Préserver la biodiversité autour des sites

Outre sa feuille de route en faveur de l’agro-écologie, axée sur la protection des sols, Bonduelle prévoit d’établir un plan d’action pour la préservation de la biodiversité dans l’environnement direct de ses sites. Les premiers jalons ont été posés en 2016-2017, en trois axes :

  • acquérir la connaissance des enjeux spécifiques de Bonduelle et s’inscrire dans des cercles d’expertise reconnus. En 2016-2017, Bonduelle a ainsi adhéré à l’OREE, association multi-acteurs pour une gestion intégrée de l’environnement à l’échelle des territoires ;
  • sensibiliser les sites industriels aux nouvelles contraintes réglementaires et aux enjeux locaux de biodiversité, notamment en les amenant à identifier les zones de biodiversité remarquable sur leur emprise ;
  • concevoir les outils de pilotage adaptés à Bonduelle pour identifier les bonnes pratiques et les fragilités, structurer les plans d’amélioration et quantifier les progrès. En 2018, une méthode est en test sur un périmètre pilote.

Sans attendre d’avoir acquis toute la connaissance, les sites de Bonduelle agissent en faveur de la biodiversité. Les sites de Bordères et Labenne (Landes) en sont des exemples concrets.

Le site de Labenne, implanté à proximité d’une réserve naturelle a semé une jachère fleurie, installé des ruches et mis des mangeoires à la disposition des oiseaux. Ou comment recréer un écosystème complet tout en embellissant le paysage !

Sur le site de Bordères, une zone humide boisée (classée en ZNIEFF de type 1) a été préservée. C’est un site de nidification d’aigrettes Garzettes. Le bassin d’infiltration des eaux pluviales créé lors de la construction du site en 1989, se présente comme un plan d’eau dont les berges et les zones peu profondes sont colonisées par la végétation, la faune et les oiseaux d’eau (aigrettes, hérons cendrés, cygnes et canards). En 2014, lors de la construction de sa clôture, le site a pris en compte la présence possible d’une faune spécifique aux berges de l’Adour (Zone Natura 2000), l’Adour se trouvant en relation hydraulique avec le cours d’eau longeant la station d’épuration. Le passage d’une petite faune comme le vison d’Europe a été maintenu grâce à la préservation d’un corridor écologique (rideau végétal assorti d’une clôture avec ouvertures).
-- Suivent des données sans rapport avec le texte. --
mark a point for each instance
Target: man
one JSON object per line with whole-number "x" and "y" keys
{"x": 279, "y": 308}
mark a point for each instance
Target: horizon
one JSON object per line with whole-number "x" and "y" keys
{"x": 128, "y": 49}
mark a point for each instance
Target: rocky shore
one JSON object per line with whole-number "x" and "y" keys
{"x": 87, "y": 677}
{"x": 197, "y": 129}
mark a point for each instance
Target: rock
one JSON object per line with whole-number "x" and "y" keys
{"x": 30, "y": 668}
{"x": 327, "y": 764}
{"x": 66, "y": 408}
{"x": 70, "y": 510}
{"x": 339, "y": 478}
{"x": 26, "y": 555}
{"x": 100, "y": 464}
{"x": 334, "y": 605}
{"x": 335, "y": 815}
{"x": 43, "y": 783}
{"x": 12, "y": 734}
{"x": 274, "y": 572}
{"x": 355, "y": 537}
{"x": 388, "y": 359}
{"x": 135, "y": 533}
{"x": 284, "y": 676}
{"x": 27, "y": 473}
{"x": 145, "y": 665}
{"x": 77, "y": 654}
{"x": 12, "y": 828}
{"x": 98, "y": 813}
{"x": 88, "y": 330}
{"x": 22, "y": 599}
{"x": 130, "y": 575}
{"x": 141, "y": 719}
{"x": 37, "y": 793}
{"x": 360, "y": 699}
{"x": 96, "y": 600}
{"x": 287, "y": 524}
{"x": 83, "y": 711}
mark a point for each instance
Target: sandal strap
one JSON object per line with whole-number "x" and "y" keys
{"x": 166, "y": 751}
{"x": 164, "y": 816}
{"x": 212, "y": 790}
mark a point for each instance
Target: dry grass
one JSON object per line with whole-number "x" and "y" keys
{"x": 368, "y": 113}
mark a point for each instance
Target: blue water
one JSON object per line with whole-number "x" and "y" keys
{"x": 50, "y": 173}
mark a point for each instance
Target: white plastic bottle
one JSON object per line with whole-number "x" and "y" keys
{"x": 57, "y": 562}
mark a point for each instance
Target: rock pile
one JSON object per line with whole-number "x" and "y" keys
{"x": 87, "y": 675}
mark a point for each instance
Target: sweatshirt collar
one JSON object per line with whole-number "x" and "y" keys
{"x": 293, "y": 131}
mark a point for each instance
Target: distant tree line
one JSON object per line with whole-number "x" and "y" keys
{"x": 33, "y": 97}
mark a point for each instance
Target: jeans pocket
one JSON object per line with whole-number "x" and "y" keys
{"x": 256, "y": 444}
Chez Bonduelle, le management du territoire a autant de visages que le groupe a de sites. Toutes les usines, chacune avec son environnement écologique, social et économique, mettent en œuvre la feuille de route définie par le groupe. Deux indicateurs ont également été définis pour en suivre les résultats : la part des sites ayant développé des projets en lien avec leurs communautés locales (47% en 2016-2017) et un indicateur de sensibilisation aux « conditions locales ». Ce dernier permet aux usines d’indiquer les zones de biodiversité remarquables situées sur leur périmètre. Pour la première année, en 2016-2017, 6 sites sur 39 (39 sites sur 54 faisaient partie du périmètre de consolidation des données environnementales du Groupe en 2016-2017. ) ont identifié des zones remarquables sur leur territoire.

Ces indicateurs témoignent  de la volonté du Groupe Bonduelle d’enrichir sa démarche de management territorial d’objectifs précis et de plans d’actions concrets.